Wir werden unfreier und merken es noch nicht einmal, beklagt Martin Meyer und fürchtet eine Epoche der Gesinnungsverwaltung heraufziehen: "Die Schule der Moralexperten unterrichtet über alles, vom Klima- und Umweltschutz über artgerechte Landwirtschaft und ethisch verantwortete Essgewohnheiten bis zum einwandfreien Zusammenleben mit Minderheiten und zum Fähigkeitsnachweis für Großeltern für die Betreuung ihrer Enkel. Falls aber ein Fernsehmoderator noch einen Witz in der Kehle trägt, hat er die Pointe vorher zu seinem eigenen Vorteil mit der höheren Stelle abgesprochen."

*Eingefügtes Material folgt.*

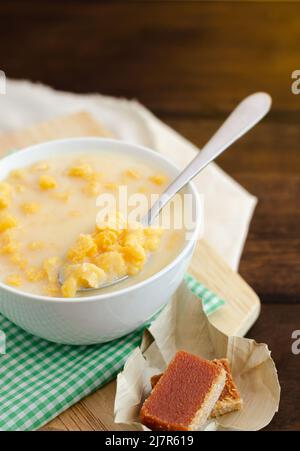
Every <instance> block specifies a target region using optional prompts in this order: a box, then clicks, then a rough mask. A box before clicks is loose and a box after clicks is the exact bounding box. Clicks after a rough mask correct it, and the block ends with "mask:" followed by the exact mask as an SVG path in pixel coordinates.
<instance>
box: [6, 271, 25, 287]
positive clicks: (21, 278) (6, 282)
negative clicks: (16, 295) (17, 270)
mask: <svg viewBox="0 0 300 451" xmlns="http://www.w3.org/2000/svg"><path fill="white" fill-rule="evenodd" d="M4 282H5V283H6V284H7V285H11V286H13V287H19V286H21V284H22V278H21V276H20V275H19V274H11V275H9V276H7V277H6V278H5V280H4Z"/></svg>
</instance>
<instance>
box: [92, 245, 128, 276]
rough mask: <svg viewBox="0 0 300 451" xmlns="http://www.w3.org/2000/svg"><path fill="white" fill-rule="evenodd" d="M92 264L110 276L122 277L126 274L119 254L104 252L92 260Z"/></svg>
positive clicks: (116, 252) (126, 268) (126, 273)
mask: <svg viewBox="0 0 300 451" xmlns="http://www.w3.org/2000/svg"><path fill="white" fill-rule="evenodd" d="M94 262H95V264H96V265H97V266H98V267H99V268H101V269H102V270H103V271H104V272H105V273H106V274H108V275H110V276H113V277H122V276H124V275H125V274H127V267H126V264H125V261H124V259H123V256H122V255H121V254H120V253H119V252H114V251H112V252H104V253H103V254H100V255H98V256H97V257H96V258H94Z"/></svg>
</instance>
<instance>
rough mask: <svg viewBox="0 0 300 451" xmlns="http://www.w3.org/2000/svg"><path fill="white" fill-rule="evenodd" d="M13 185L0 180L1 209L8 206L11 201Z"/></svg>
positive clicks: (0, 200) (4, 207)
mask: <svg viewBox="0 0 300 451" xmlns="http://www.w3.org/2000/svg"><path fill="white" fill-rule="evenodd" d="M11 191H12V188H11V186H10V185H9V184H8V183H6V182H0V209H2V210H3V209H4V208H7V207H8V206H9V205H10V202H11Z"/></svg>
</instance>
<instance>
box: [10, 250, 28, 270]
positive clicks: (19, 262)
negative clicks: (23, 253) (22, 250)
mask: <svg viewBox="0 0 300 451" xmlns="http://www.w3.org/2000/svg"><path fill="white" fill-rule="evenodd" d="M10 261H11V262H12V263H13V264H14V265H16V266H18V268H20V269H22V270H24V269H26V267H27V265H28V260H27V258H23V257H21V255H20V254H18V253H14V254H11V256H10Z"/></svg>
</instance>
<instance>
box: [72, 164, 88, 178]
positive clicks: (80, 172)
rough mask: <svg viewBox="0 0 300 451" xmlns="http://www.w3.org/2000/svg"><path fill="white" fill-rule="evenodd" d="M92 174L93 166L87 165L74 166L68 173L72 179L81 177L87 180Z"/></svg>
mask: <svg viewBox="0 0 300 451" xmlns="http://www.w3.org/2000/svg"><path fill="white" fill-rule="evenodd" d="M92 173H93V170H92V168H91V166H90V165H89V164H87V163H83V164H80V165H78V166H72V167H71V168H70V169H69V172H68V174H69V175H70V176H72V177H81V178H87V177H89V176H91V175H92Z"/></svg>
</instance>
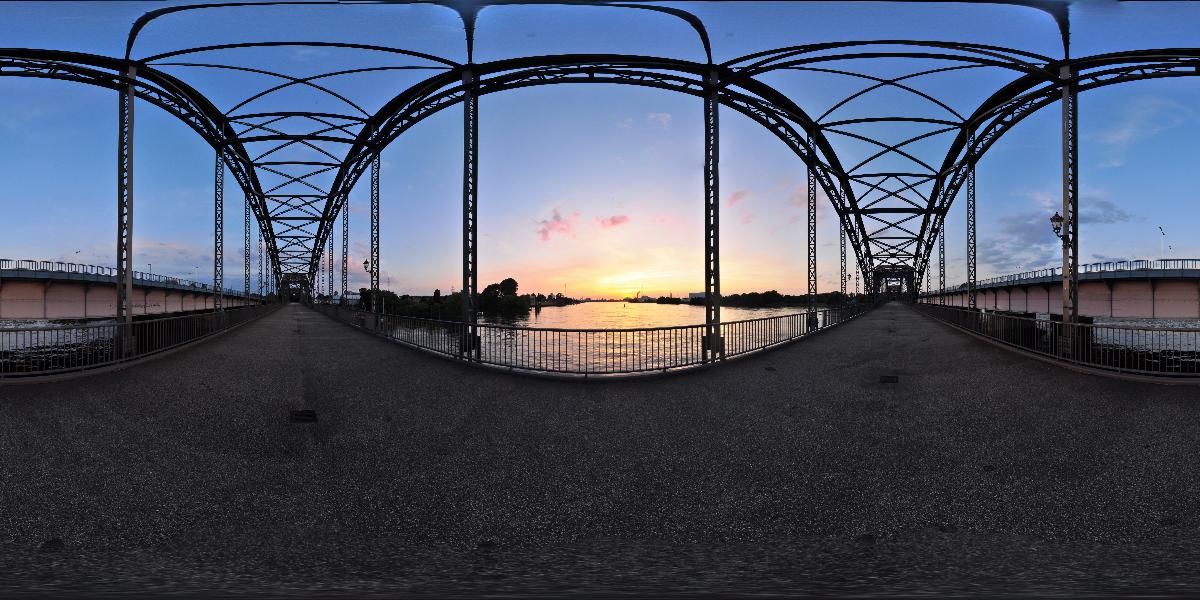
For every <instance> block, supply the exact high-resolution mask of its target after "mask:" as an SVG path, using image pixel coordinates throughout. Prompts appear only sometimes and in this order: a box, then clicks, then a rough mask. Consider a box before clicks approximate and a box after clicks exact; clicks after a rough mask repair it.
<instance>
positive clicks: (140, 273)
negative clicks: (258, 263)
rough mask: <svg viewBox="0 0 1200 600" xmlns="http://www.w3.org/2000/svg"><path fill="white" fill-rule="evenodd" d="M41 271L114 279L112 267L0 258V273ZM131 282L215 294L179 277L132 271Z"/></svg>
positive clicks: (207, 288) (257, 295) (192, 281)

Weiteres: Aldo Keel berichtet von einer Debatte in Finnland zur Abschaffung des Schwedischen als zweiter Nationalsprache. Besprochen werden eine Ausstellung zu Carl Friedrich von Rumohr im Museum Behnhaus Drägerhaus in Lübeck, eine Schau des Architekten Bohuslav Fuchs im Ringturm in Wien, Katherine Anne Porters Roman "Narrenschiff", die Gesamtausgabe von Tove Janssons "Mumins".

In Literatur und Kunst besucht Andrea Köhler die Millionenerbin und "poor rich girl" Gloria Vanderbilt in ihrem New Yorker Studio. Josef Imbach erklärt uns "unschickliche" Gemälde des Mittelalters, die Maria als Schwangere zeigten. Franziska Meier liest Dantes "Göttliche Komödie".

FR, 24.12.2010

Der Theologe und Experte für Frühchristentum Gerd Lüdemann erzählt das Leben eines gewissen Jesus: "Aufgewachsen ist Jesus mit mehr als fünf Geschwistern in dem galiläischen Ort Nazareth. Seine Muttersprache war Aramäisch, was nicht ausschließt, dass er einige Brocken Griechisch verstanden hat."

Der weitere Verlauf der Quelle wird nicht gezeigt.